Curves have a variety of features that can be classified and categorized. One item pertaining to curves that we can consider is whether the graph of a function is increasing or decreasing. Another feature pertains to something known as concavity. This can roughly be thought of as the direction that a portion of the curve faces. More formally concavity is the direction of curvature.

A portion of a curve is said to be concave up if it is shaped like the letter U. A portion of a curve is concave down if it is shaped like the following ∩. It is easy to remember what this looks like if we think about a cave opening either upward for concave up or downwards for concave down. An inflection point is where a curve changes concavity.

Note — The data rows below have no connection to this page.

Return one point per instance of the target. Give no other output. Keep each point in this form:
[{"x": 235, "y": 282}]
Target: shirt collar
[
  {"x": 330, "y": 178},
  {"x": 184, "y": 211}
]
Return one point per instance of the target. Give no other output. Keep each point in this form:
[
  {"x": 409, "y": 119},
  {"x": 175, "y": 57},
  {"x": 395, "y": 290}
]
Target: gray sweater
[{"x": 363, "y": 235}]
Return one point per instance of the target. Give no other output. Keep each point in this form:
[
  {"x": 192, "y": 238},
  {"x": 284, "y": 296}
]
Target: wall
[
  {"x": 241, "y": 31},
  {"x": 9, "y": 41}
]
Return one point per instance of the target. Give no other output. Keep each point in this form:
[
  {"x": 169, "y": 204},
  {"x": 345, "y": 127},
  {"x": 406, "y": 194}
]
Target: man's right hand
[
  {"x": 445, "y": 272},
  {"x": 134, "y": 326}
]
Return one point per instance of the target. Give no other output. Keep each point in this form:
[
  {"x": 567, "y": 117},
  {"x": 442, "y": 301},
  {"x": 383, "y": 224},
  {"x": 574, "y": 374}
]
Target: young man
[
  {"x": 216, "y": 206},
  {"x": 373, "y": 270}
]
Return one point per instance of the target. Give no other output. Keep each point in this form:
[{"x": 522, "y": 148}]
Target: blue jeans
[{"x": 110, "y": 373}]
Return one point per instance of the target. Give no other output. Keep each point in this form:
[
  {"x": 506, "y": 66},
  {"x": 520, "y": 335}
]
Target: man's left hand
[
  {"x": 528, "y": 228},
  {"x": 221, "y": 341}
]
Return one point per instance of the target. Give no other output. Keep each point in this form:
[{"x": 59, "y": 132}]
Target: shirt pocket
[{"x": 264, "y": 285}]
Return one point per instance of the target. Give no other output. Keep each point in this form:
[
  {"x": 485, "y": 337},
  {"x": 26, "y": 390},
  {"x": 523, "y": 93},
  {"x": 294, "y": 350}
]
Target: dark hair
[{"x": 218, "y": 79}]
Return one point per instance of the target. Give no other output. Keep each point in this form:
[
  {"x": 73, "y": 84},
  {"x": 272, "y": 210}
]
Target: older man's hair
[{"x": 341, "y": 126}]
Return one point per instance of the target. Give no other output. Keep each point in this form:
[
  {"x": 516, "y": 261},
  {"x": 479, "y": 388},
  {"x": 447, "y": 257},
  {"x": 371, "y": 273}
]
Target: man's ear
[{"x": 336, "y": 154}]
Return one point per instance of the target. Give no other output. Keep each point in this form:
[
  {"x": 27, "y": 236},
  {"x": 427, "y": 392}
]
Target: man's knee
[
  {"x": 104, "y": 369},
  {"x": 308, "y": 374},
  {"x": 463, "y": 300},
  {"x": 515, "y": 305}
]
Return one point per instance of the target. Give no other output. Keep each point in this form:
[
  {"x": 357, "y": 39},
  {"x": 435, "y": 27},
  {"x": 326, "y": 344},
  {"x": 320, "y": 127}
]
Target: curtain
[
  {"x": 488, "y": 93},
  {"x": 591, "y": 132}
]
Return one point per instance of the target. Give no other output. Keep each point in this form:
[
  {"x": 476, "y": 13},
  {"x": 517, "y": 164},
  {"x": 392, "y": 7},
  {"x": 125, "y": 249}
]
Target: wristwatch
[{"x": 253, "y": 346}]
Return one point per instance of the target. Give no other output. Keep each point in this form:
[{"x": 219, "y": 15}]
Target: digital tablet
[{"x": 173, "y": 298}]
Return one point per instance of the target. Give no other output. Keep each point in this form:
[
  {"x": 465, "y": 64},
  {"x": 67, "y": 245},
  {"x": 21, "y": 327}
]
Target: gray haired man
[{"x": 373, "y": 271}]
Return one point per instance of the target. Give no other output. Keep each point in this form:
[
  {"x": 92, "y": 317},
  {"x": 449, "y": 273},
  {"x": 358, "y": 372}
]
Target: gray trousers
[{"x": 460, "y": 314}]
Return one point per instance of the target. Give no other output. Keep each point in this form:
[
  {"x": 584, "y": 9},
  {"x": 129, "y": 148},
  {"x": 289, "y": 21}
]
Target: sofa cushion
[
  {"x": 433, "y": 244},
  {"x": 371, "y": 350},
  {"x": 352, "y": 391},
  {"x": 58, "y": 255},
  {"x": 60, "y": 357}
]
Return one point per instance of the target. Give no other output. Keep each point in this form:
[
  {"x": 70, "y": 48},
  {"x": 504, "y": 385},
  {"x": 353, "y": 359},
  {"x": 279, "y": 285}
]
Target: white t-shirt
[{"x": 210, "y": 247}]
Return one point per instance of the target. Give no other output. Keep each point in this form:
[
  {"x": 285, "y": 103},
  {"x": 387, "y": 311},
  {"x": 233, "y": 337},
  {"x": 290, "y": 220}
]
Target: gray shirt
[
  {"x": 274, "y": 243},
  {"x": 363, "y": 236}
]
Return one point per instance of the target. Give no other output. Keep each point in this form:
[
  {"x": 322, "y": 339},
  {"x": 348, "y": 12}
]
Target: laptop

In other words it is a point where a curve goes from concave up to concave down, or vice versa.

### Second Derivatives

In calculus the derivative is a tool that is used in a variety of ways.

While the most well-known use of the derivative is to determine the slope of a line tangent to a curve at a given point, there are other applications. One of these applications has to do with finding inflection points of the graph of a function.

If the graph of *y = f( x )* has an inflection point at *x = a*, then the second derivative of *f* evaluated at *a* is zero.

We write this in mathematical notation as *f’’( a )* = 0. If the second derivative of a function is zero at a point, this does not automatically imply that we have found an inflection point. However, we can look for potential inflection points by seeing where the second derivative is zero. We will use this method to determine the location of the inflection points of the normal distribution.

### Inflection Points of the Bell Curve

A random variable that is normally distributed with mean μ and standard deviation of σ has a probability density function of

*f( x ) =1/ (σ √(2 π) )exp[-(x - μ) ^{2}/(2σ^{2})]*.

Here we use the notation exp[y] = *e ^{y}*, where

*e*is the mathematical constant approximated by 2.71828.

The first derivative of this probability density function is found by knowing the derivative for *e ^{x}* and applying the chain rule.

*f’ (x ) = -(x - μ)/ (σ ^{3} √(2 π) )exp[-(x -μ) ^{2}/(2σ^{2})] = -(x - μ) f( x )/σ^{2}*.

We now calculate the second derivative of this probability density function. We use the product rule to see that:

*f’’( x ) = - f( x )/σ ^{2} - (x - μ) f’( x )/σ^{2}*

Simplifying this expression we have

*f’’( x ) = - f( x )/σ ^{2} + (x - μ)^{2} f( x )/(σ^{4})*

Now set this expression equal to zero and solve for *x*. Since *f( x )* is a nonzero function we may divide both sides of the equation by this function.

*0 = - 1/σ ^{2} + (x - μ)^{2} /σ^{4}*

To eliminate the fractions we may multiply both sides by *σ*^{4}

*0 = - σ ^{2} + (x - μ)^{2}*

We are now nearly at our goal. To solve for *x* we see that

*σ ^{2} = (x - μ)^{2}*

By taking a square root of both sides (and remembering to take both the positive and negative values of the root

±*σ = x - μ*

From this it is easy to see that the inflection points occur where *x = μ ± σ*. In other words the inflection points are located one standard deviation above the mean and one standard deviation below the mean.